If you look at example 1 below, it is a 4x4 matmul z = torch.matmul(x, y), and it is a situation where nan should be output by accumulating +inf and inf.

But matrix output (z matrix) are all composed of +/inf.

example 1)

x = tensor([[ 1.2208e+38, 1.5069e+38, 3.4027e+37, 7.5471e+37],

[ 6.7193e+37, -9.0691e+37, -1.7984e+38, 1.5571e+38],

[-1.9089e+38, -1.7563e+37, 2.3544e+37, -9.8721e+37],

[-9.5343e+37, -5.0244e+37, -7.0133e+37, 2.2247e+37]])

y = Parameter containing:

tensor([[-9.2652e+36, -5.3796e+37, -7.5069e+37, 6.6170e+37],

[ 6.2397e+37, 1.1426e+38, -1.6466e+38, 2.9774e+38],

[-3.9087e+37, -5.1765e+36, 5.3396e+37, -2.4418e+38],

[-6.0303e+37, 7.8149e+37, 4.1132e+37, 1.4304e+37]],

requires_grad=True)

z = tensor([[-inf, -inf, -inf, inf],

[-inf, -inf, -inf, inf],

[inf, inf, inf, -inf],

[inf, inf, inf, -inf]], grad_fn=)

If you look at example 2 below, you can see that nan is output only when +/-inf is directly entered as input.

example 2)

x = tensor([[inf, -inf, inf, -inf],

[-inf, inf, inf, -inf],

[-inf, -inf, -inf, inf],

[inf, -inf, inf, inf]])

y = Parameter containing:

tensor([[inf, -inf, -inf, inf],

[-inf, -inf, -inf, inf],

[-inf, -inf, -inf, inf],

[-inf, inf, -inf, inf]], requires_grad=True)
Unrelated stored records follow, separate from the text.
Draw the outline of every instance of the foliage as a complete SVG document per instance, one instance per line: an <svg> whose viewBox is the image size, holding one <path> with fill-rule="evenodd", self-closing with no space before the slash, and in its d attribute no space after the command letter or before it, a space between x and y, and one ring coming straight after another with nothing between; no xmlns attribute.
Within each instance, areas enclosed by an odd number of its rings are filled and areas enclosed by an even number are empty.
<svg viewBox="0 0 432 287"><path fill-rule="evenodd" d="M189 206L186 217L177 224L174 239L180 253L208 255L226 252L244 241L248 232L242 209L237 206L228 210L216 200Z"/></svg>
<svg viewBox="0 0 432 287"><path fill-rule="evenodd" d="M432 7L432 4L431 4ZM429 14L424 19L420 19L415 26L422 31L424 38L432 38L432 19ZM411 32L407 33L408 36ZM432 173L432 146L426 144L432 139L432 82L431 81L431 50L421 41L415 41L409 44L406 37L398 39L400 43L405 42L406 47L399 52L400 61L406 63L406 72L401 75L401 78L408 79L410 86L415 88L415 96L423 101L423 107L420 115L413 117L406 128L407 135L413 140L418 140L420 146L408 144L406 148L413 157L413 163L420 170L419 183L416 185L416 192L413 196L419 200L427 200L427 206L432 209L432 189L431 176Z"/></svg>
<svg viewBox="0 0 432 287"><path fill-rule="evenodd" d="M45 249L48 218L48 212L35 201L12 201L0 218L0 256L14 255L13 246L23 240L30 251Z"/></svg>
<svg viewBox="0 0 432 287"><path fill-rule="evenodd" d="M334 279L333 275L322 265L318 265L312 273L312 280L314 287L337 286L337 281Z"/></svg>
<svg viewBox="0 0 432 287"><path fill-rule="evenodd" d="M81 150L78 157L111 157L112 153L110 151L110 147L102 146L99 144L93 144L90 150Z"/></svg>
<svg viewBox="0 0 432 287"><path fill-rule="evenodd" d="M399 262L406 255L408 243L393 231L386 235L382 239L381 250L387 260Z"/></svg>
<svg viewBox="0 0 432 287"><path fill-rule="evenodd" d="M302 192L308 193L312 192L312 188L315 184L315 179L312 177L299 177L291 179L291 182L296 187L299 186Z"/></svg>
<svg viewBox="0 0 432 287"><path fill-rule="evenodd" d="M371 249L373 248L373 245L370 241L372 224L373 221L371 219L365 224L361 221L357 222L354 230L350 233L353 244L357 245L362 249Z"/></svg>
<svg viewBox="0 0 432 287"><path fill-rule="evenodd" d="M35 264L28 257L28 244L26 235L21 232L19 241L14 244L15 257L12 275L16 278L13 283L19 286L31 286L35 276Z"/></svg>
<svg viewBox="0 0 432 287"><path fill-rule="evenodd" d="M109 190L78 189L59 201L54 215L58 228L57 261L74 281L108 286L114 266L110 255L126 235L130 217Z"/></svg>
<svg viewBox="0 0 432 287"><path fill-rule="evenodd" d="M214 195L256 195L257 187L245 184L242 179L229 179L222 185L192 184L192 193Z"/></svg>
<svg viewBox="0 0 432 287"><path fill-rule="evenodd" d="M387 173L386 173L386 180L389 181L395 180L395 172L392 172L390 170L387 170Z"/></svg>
z = tensor([[nan, nan, nan, nan],

[nan, nan, nan, nan],

[nan, inf, nan, nan],

[nan, nan, nan, nan]], grad_fn=)

This result is different from the numerical operations we know.

I would like to hear the opinion of who know about that problem.